Data Analytics and Warehousing Architecture¶

Scope¶

This file covers what analytics and warehousing decisions need to be made during architecture design: warehouse vs lake vs lakehouse selection, ETL/ELT tooling, stream processing, data governance, semantic layers, data quality, cost management, and organizational patterns like data mesh. For provider-specific how (managed service configuration, pricing tiers, region availability), see the provider data files listed in See Also. For foundational database and storage decisions, see general/data.md. For pipeline orchestration and ingestion patterns, see patterns/data-pipeline.md.

Checklist¶

Why This Matters¶

Analytics architecture decisions are among the most expensive to reverse because they affect data storage formats, query engines, transformation pipelines, and every downstream consumer simultaneously. Choosing the wrong warehouse-vs-lake-vs-lakehouse architecture means either maintaining expensive duplicate copies of data across systems or undertaking a multi-quarter migration that disrupts every dashboard and report in the organization. A warehouse-only approach forces all data through rigid schemas and leaves data science teams unable to work with unstructured data. A lake-only approach gives flexibility but sacrifices query performance and governance, eventually leading teams to build shadow data warehouses anyway.

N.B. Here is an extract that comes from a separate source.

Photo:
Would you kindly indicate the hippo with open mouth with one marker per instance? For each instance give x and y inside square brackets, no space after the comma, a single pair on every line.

Cost management is a persistent challenge because analytics workloads are inherently unpredictable. A single poorly written query in BigQuery can scan petabytes and generate a five-figure bill in minutes. Redshift clusters provisioned for peak load sit idle most of the day. Snowflake auto-scaling warehouses can multiply costs when multiple teams run concurrent workloads without cost controls. Organizations that defer cost governance until the first shocking bill discover that retrofitting controls — per-team budgets, query complexity limits, partition pruning enforcement — requires changes across every pipeline and dashboard.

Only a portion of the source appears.